Dual-class share structure: What is it? Has the UK got it right?
In the UK, companies can not offer different classes of shares with varying voting rights to investors. In contrast to this are the listing regimes of jurisdictions like the United States and Hong Kong, which allow for various classes of shares with different voting rights to be issued. The latter system of share structures is known as a dual-class share structure.
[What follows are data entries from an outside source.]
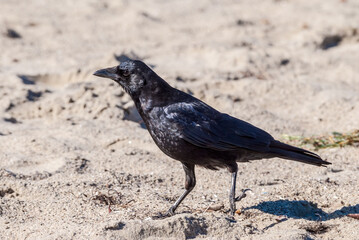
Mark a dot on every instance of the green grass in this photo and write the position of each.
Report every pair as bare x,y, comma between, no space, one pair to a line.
334,140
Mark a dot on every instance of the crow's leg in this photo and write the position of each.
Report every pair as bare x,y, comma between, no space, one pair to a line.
189,185
232,194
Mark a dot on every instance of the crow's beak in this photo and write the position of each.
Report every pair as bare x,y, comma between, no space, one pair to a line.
107,73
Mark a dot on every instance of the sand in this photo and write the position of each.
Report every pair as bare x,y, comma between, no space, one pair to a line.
75,162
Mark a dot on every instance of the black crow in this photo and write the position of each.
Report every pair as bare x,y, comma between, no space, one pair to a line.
190,131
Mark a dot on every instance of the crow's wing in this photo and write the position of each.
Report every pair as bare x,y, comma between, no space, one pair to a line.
203,126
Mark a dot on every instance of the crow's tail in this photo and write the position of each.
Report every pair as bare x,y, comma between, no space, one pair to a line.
297,154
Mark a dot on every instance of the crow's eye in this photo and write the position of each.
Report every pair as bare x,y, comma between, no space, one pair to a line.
125,73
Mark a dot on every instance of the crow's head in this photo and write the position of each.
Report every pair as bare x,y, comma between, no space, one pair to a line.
132,75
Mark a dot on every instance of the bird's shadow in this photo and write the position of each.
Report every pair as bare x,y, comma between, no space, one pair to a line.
302,210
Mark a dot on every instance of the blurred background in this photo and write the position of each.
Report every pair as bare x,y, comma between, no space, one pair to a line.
289,67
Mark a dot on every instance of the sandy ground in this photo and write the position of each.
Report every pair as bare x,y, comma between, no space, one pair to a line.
76,163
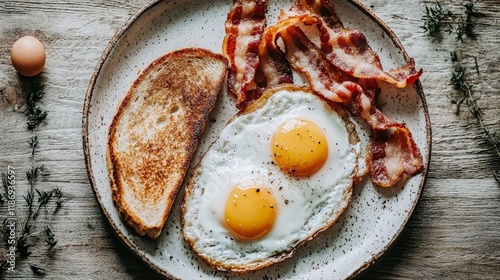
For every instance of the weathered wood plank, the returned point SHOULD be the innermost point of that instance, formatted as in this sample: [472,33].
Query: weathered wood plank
[453,233]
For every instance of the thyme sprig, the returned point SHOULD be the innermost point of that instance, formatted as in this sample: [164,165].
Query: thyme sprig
[437,19]
[464,95]
[36,198]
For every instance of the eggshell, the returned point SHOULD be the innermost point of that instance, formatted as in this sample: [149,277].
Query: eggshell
[28,56]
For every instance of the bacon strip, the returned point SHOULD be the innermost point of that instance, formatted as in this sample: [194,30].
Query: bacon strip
[273,63]
[348,49]
[344,70]
[392,151]
[307,59]
[244,25]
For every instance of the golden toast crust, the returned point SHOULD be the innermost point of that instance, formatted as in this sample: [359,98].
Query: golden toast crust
[155,133]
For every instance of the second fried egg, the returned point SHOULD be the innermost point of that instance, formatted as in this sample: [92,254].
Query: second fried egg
[280,172]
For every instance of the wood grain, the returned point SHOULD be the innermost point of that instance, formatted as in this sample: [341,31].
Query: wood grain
[453,233]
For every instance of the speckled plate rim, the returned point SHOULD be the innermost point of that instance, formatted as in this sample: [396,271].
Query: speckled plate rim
[86,148]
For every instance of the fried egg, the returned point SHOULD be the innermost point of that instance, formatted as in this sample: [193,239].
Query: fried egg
[280,172]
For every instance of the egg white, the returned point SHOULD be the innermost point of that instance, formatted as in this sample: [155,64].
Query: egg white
[242,156]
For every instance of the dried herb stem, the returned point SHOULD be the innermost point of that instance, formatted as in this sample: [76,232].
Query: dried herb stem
[464,94]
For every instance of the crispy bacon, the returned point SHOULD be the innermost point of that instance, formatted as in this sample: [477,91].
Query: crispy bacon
[344,69]
[307,59]
[321,8]
[392,151]
[347,49]
[244,25]
[273,63]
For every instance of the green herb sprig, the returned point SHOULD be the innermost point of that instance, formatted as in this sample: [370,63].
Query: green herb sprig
[437,19]
[464,95]
[36,198]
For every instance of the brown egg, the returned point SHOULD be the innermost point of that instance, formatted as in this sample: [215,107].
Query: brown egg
[28,56]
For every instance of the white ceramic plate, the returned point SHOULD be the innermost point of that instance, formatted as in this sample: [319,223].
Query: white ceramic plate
[364,233]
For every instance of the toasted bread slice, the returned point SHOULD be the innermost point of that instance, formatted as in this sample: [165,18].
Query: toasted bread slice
[155,132]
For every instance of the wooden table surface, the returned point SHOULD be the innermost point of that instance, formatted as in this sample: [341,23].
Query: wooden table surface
[454,232]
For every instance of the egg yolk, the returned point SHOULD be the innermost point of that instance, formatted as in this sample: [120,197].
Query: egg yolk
[250,212]
[299,147]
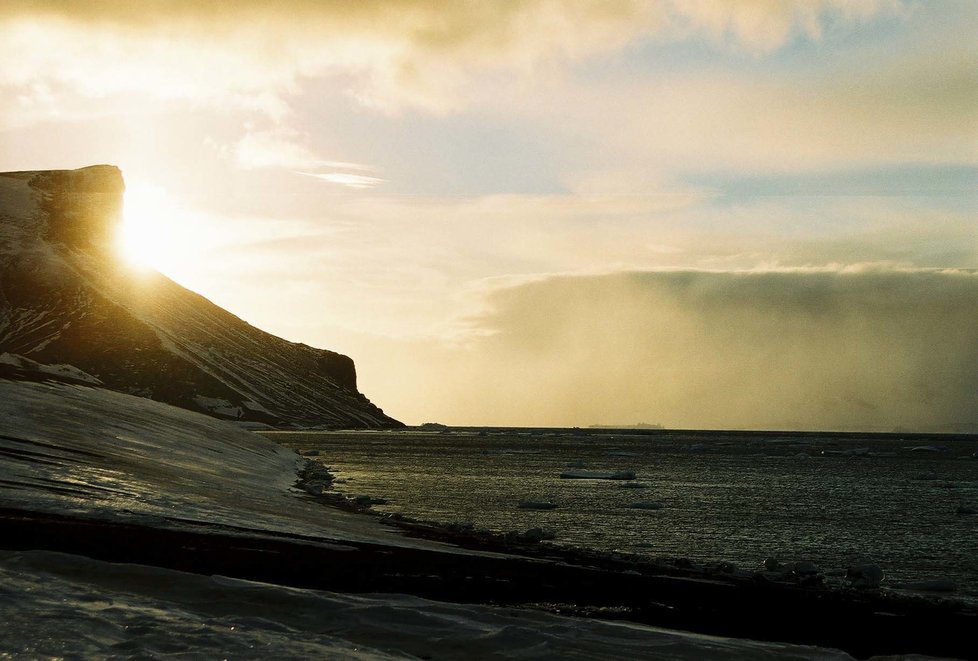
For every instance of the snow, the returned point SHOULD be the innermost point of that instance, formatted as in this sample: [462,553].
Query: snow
[102,454]
[57,605]
[58,372]
[91,453]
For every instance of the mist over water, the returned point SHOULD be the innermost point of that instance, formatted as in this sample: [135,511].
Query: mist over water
[871,350]
[831,499]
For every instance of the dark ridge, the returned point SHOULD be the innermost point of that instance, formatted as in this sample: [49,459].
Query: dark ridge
[861,623]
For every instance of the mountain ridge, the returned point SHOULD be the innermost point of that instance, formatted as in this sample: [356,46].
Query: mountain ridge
[66,298]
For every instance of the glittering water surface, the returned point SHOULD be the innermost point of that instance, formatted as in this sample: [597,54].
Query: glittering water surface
[737,497]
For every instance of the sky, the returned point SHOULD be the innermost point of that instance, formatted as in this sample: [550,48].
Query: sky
[700,214]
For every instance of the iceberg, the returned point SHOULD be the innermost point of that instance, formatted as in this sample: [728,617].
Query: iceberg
[597,475]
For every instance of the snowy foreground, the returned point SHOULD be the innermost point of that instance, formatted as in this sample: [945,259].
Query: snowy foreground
[80,453]
[64,605]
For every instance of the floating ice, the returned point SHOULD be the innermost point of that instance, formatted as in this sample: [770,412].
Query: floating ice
[537,505]
[868,575]
[929,585]
[597,475]
[647,505]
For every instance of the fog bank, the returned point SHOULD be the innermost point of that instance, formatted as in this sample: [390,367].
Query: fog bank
[787,350]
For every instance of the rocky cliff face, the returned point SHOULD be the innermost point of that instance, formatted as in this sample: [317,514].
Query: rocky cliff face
[66,299]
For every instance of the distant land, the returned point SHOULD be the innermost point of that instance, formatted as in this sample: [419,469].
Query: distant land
[72,311]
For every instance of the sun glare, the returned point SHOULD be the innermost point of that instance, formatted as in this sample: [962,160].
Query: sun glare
[146,239]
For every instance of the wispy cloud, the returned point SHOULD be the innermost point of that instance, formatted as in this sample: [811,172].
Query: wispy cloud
[411,54]
[348,179]
[282,148]
[799,349]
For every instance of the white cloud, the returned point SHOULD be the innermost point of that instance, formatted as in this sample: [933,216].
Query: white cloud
[411,54]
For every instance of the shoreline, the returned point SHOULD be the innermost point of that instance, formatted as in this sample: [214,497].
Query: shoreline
[859,623]
[711,598]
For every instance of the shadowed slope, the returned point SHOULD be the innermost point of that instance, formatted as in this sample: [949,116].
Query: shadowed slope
[66,298]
Commentators argue that the dual-class share structure is an important mechanism to insulate the founders of companies from Wall Street’s short-term investment strategies. Founders often have a long-term vision for their companies, and make strategic decisions in line with such goals, rather than base their decisions solely on quarterly earnings reports. During economically unstable quarters, which are often unpredictable as evidenced by the Coronavirus pandemic, founders will be able to turn to the loyal base of investors to ensure the stock price does not suffer from volatility during turbulent financial quarters. This is because stock classes that provide additional voting rights often cannot be traded. This, in the long run, benefits the company far more than it hinders its growth.
Conversely, dual-class share structures may be problematic, especially concerning investor relationships. A shared structure that prevents investors from partaking in executive decision-making may be perceived as unfair, as the board members of a company make decisions using investor capital. Moreover, academic research has shown that companies with dual-class share structures often show poorer corporate performance. Hence, it may be preferable for the UK to retain its restrictions on dual-class share structures.

Conclusion
In conclusion, the British listing regime, though strict, maybe the preferred system. It is a system that places the quality of public offerings above quantity, and that is the way it ought to remain. This is especially true in light of the recent wave of index fund trackers, or exchange-traded funds, which passively track major indices such as the FTSE 100 and S&P 500.
With a significant proportion of retail investors holding positions in these exchange-traded funds, it is vital to ensure the “premium” listed companies are held to the highest standard of regulatory scrutiny, therefore, restricting ease of access to the premium segments of indices through strict listing requirements does more good than harm.